Santé

VIH/Sida : un tiers des migrants séropositifs contractent la maladie après leur arrivée en France

Une étude récente réalisée sur des migrants parisiens montre que plus d’un tiers d’entre eux sont contaminés par le VIH après leur arrivée dans le pays.

Les migrants séropositifs le deviennent, pour beaucoup plus d’un tiers d’entre eux, sur le sol hexagonal. C’est de fait la conclusion de l’Agence nationale de recherche sur le sida (ANRS). Celle-ci a présenté les résultats de son étude mercredi, à la Conférence internationale sur le sida. Intitulée Parcours, l’enquête de l’ANRS apporte une preuve supplémentaire sur les liens existant entre marginalisation, précarité et risques d’exposition au VIH/Sida.

Entre un tiers et la moitié de migrants séropositifs le sont après leur entrée sur le territoire

De plus, la majorité des infections au VIH surviennent durant les premières années en France. Ainsi, l’ANRS s’est penchée sur les délais de contamination. Pour se faire, l’agence a analysé les cas de migrants d’Afrique subsaharienne qui vivent en Ile-de-France.

Sur dix migrants séropositifs, six ont contracté le VIH durant leurs six premières années en France. Ce qui fait un pourcentage de 58%. Les 42%  restant l’ont été dans un intervalle de temps supérieur à cette durée.

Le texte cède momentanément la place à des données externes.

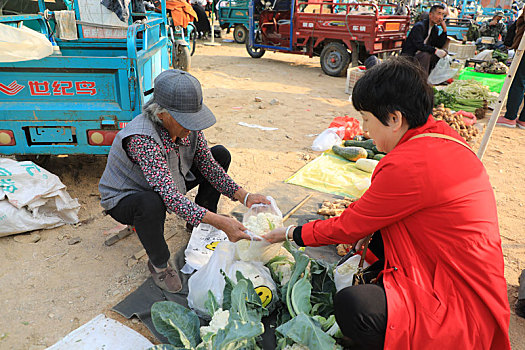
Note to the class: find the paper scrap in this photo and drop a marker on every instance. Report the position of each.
(257, 126)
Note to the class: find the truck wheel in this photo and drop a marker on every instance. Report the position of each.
(335, 59)
(254, 52)
(240, 33)
(181, 58)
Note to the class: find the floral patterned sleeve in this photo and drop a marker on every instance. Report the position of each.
(211, 170)
(145, 152)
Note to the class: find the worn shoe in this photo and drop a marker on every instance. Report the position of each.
(520, 308)
(502, 121)
(167, 280)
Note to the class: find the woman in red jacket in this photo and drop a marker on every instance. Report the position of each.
(433, 212)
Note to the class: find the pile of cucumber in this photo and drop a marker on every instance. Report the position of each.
(358, 149)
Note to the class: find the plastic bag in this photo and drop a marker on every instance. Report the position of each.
(204, 238)
(209, 278)
(22, 44)
(260, 219)
(328, 138)
(32, 198)
(442, 72)
(350, 124)
(344, 273)
(261, 279)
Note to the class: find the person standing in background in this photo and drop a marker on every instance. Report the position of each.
(202, 24)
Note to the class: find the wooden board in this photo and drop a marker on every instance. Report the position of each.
(287, 197)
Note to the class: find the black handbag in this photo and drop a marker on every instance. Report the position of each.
(369, 274)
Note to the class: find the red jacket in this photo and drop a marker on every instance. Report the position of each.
(443, 275)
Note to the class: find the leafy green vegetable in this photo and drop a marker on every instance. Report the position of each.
(300, 296)
(165, 347)
(301, 261)
(177, 323)
(238, 335)
(306, 331)
(442, 97)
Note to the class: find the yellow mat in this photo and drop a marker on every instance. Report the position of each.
(330, 173)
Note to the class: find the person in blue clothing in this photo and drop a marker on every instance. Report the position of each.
(424, 42)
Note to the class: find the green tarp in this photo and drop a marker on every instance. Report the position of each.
(493, 81)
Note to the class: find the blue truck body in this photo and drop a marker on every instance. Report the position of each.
(75, 102)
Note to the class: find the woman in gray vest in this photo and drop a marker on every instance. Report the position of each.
(158, 157)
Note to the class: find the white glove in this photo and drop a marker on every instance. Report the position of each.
(440, 53)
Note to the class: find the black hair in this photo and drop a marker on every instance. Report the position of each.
(397, 84)
(435, 7)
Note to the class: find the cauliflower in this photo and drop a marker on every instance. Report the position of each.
(347, 269)
(218, 321)
(263, 223)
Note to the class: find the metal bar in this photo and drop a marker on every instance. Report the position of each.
(501, 98)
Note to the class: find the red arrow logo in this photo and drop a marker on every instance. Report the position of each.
(11, 89)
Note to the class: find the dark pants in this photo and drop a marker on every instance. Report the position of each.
(426, 60)
(361, 311)
(147, 211)
(516, 91)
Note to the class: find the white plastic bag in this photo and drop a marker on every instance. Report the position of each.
(261, 279)
(22, 44)
(344, 273)
(442, 71)
(32, 198)
(203, 241)
(209, 278)
(328, 138)
(260, 219)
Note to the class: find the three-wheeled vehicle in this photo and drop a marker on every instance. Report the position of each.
(313, 28)
(234, 14)
(76, 100)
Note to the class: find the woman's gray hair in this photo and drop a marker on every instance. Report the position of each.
(151, 110)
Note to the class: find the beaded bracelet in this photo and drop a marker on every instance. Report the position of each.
(246, 198)
(286, 233)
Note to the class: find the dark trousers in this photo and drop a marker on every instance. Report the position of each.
(361, 311)
(147, 211)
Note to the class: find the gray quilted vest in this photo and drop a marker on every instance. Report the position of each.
(122, 177)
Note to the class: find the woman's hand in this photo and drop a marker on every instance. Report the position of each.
(231, 226)
(255, 198)
(276, 236)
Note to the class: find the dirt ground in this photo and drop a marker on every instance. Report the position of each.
(50, 287)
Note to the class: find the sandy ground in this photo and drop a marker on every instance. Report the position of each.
(50, 287)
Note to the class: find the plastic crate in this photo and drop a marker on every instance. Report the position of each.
(462, 51)
(352, 76)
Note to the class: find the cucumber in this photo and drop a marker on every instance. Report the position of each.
(368, 144)
(350, 153)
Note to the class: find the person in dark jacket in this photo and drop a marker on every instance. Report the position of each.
(424, 42)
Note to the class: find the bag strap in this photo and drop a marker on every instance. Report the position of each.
(441, 136)
(363, 254)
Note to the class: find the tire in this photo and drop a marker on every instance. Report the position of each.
(240, 33)
(181, 58)
(335, 59)
(39, 159)
(254, 52)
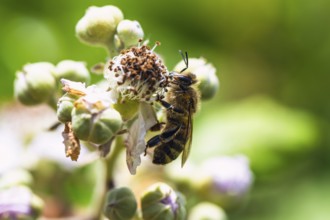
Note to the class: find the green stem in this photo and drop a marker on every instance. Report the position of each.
(52, 102)
(111, 160)
(104, 182)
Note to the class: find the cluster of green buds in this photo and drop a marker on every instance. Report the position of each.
(105, 27)
(159, 201)
(38, 83)
(135, 77)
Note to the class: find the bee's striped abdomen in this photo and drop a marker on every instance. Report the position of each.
(167, 152)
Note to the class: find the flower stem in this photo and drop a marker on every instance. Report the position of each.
(105, 180)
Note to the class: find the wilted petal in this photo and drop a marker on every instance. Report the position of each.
(135, 143)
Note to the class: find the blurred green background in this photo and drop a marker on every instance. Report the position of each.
(272, 59)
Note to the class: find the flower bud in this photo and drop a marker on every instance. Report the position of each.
(127, 109)
(207, 211)
(206, 75)
(98, 127)
(64, 107)
(35, 83)
(161, 202)
(120, 204)
(98, 25)
(129, 32)
(18, 202)
(72, 70)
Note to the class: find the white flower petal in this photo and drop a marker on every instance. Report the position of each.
(135, 143)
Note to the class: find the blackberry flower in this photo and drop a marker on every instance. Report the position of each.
(138, 74)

Des résultats qui corroborent deux faits. D’abord, une autre étude réalisée en 2015 et qui allait dans le même sens que celle-ci. Ensuite, la confirmation que la vie dans des conditions matérielles et sanitaires déplorables occasionne une hausse des risques d’exposition.

Contamination des migrants séropositifs : les explications d’Anne Gosselin

Anne Gosselin est chercheuse au Centre Population et Développement (CEPED). Interrogée par RFI et Têtu, elle propose des explications pour comprendre pourquoi ces migrants qui n’arrivent pas forcément malades en France se retrouvent tout de même aussi vulnérables.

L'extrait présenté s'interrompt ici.